In Response to Critiques of Higher Education
I find myself largely in agreement with Joanna Robinson’s criticisms of higher education, which may be surprising for someone who works as a full-time mentor of graduate students in philosophy and political theory. Graduate studies are often an expensive mistake. I discourage undergraduates from going to law school for the reasons Ms. Robinson cites, unless they have a realistic shot at legal academia or seek to practice public interest law. Business, journalism, and film schools are largely a waste of time and money too: there is no point going into debt to learn skills one can acquire through apprenticeships or simply doing it oneself and learning from trial and error. But what if one wants to be a scholar in the academy? What if one wants to be a scholar whose work in some way helps change the world for the better?
Where I may depart from Ms. Robinson (in fairness she doesn’t really discuss this) is on the value of a graduate degree in the humanities, with two important caveats. First, one must have the aptitude and passion to be a poor graduate student for several years, grinding it out with a good chance but no guarantee of long-term academic employment down the road. Second, one should be poor but not in debt for the humanities. Most U.S. PhD programs worth their salt offer livable stipends and tuition waivers to the graduate students they see as most capable of succeeding in academia. I advise my students not to enter a program that doesn’t fund them.

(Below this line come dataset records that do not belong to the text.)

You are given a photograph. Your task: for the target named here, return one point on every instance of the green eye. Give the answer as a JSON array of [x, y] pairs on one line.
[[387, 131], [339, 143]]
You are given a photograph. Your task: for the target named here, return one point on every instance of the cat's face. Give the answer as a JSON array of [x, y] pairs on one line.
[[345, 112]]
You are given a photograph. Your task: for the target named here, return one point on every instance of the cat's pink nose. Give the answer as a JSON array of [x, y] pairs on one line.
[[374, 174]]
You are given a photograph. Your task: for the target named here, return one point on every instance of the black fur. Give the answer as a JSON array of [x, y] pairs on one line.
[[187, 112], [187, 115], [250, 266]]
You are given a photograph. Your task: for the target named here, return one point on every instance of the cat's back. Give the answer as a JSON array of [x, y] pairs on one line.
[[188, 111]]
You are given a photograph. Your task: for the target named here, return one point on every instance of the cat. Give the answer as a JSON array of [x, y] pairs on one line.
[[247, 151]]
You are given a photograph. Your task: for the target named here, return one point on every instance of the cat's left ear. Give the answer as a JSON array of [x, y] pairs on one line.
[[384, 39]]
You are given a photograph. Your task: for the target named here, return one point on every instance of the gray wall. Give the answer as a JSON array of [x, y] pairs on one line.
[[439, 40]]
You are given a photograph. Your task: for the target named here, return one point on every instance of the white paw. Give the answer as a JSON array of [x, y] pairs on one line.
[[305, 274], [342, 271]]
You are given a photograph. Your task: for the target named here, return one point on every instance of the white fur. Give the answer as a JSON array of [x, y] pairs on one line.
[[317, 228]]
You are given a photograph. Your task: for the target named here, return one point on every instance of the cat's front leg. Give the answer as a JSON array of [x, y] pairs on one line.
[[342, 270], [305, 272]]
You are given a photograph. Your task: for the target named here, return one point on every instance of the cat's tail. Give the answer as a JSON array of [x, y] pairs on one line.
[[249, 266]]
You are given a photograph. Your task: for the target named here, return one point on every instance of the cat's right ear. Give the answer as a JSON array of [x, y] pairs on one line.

A larger presence of liberty-friendly scholars in the academy offers for now the only hope for bringing about a freer society. Our goal at the Institute for Humane Studies is to change our culture to one more amenable to freedom’s place in solving social problems, as envisioned by our founder, Dr. Baldy Harper. This mission echoes F.A. Hayek’s ideas on social change. We see the humanities – particularly economics, philosophy, political science, and history – as shaping the course of dialogue carried out by the “secondhand dealers in ideas” such as journalists, authors, teachers, and clergy. The issues and arguments on which these dealers focus then set the parameters – the “Overton windows” – of public opinion.
I am not merely engaging in speculative sociology. Political philosophers like the late John Rawls and economists like the Keynesian Paul Krugman wield enormous influence in shaping public opinion on matters that affect policy and our individual freedoms. Academics are not idle wheels of culture: they are its fountainhead. And bad ideas kill.
Part of IHS’s role is to support the careers of classical liberal and libertarian scholars who can challenge ideas inimical to liberty and, more positively, set the terms of academic debate with concerted scholarly work defending the multiple arguments for how freedom and prosperity can be – and ought to be – open to all. But one cannot typically gain and signal one’s academic bona fides without training in a respected graduate program. Maybe one day grad school won’t be necessary for this, but we’re not there yet.
Ms. Robinson commendably found an entrepreneurial outlet for her talents in the private sector, and her success is measured in monetary profits. The profits of successful pro-liberty scholarship are less tangible but no less real. Indeed, the sometimes glacial pace of academic progress underscores the need for scholars in the humanities to fight the good fight unrelentingly, so we can sustain and improve the social conditions which allow for things like specialization in freely chosen careers. Fifty years ago libertarian views were hardly to be found among a cadre of ivory tower social planners. Today libertarian views are still in the minority but academics have to take the best of them seriously. This is the kind of progress we hope to continue by encouraging our most able and enthusiastic students to go the academic route.
Dr. Bill Glod is Program Officer of Philosophy at the Institute for Humane Studies. This post is in response to another by Joanna Robinson.